Funny how this is true for basically all of science and yet so many popsci authors get away with it, because the vast majority of the audience will not be experts in the field. If you want the true story you'll always have to read the original paper (though sometimes even Nature lets bs slip through) and absolutely ignore the common media articles about it. Complaining that articles for the masses are not adequate recitations of real research is like complaining that water is wet. It's kind of the whole deal. This stuff is supposed to sound intriguing and generate clicks, not push the research itself ahead or inform real experts.
IMHO Quanta is far from the most respectable source of science news, since their articles tend to be very sensationalist, but in this case Quanta is not to blame, as the article it was published in Nature, but publications in big magazines are becoming more and more political, and less about real science.
These physicists assume a universe with nothing in it, then populate it with physicists and quantum computers and wormholes.

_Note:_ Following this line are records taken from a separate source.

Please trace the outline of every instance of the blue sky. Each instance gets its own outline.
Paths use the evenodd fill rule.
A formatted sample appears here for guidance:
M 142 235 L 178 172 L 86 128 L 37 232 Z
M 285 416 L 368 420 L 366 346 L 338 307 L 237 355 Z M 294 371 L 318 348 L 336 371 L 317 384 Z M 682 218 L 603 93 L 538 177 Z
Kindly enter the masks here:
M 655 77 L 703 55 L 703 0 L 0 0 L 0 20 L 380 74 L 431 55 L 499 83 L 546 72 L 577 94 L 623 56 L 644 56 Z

This is like claiming to have the most beatiful differential equations that explain perfectly the weather on earth. You say "ok, let's test these beautiful equations." But it turns out that the equations so beautiful to look at have no perfect solutions. So you need to make absurdly symmetrical assumptions to arrive at a usable solution, like assuming no atmosphere. Then, with no atmosphere your equations explains the earth's atmosphere perfectly well. With beautiful mathematical gimmicks, of course. With an assumption of a universe with nothing in it your equations explain everything in that universe with nothing in it.
Physics is neo-scholasticism powered by the marketing skills of the practitioners. This episode about wormholes proves the corruption of academic physics.
Physics is about models. Some are useful. AdS/CFT is useful. I know this because I spent the time to study it in grad school, rather than dismiss it out of hand.
The positive side effect is that I am reading scientific articles more often since I'm doing this.
Seems like it went much more clickbait than the original article. Nobody reading QM would take that headline literally.
Talk about an overreaction.
This is exactly how I interpreted that part of the video [1], and it makes me feel sad because Quanta is the only kinda pop-science magazine I enjoy reading.
As a lay parson, when it comes to quantum mechanics I have to use my own set of heuristics to identify quackery: this Quanta's video checks almost all my indicators of low quality quantum woo - I don't like to say this about someone's else work but just the aesthetics reminds me to pseudo-scientific documentaries.
If advertising is your business model, then you can make more money with click-baitization. Here's looking at you WAPO and NYT.
If, with good reason, we cannot trust the supposed sources of good information, even HN, then our ability to build common understandings and actions is destroyed. Why, it is almost like our political system would be destroyed.
If you want to destroy an ant colony, the simplest method is just to prevent interfere with the mechanisms they use to collaborate. Single ants, even mobs of ants cannot survive. Of course we are not ants and we can survive even when our systems of collaboration are destroyed.
(fixed phrasing in edit)
See also the Gell-Mann amnesia effect: https://www.johndcook.com/blog/2021/01/18/gell-mann-amnesia/
Though, it seems in this case some scientists who pushed the narrative were dishonest too.
I'll be honest. I found it very hard to read beyond this line. I powered through though.
Here's the tldr: It's a rant about details in one specific article.
But this blog post literally says "The death of Quanta Magazine", and in the same breath talks about "journalistic standards".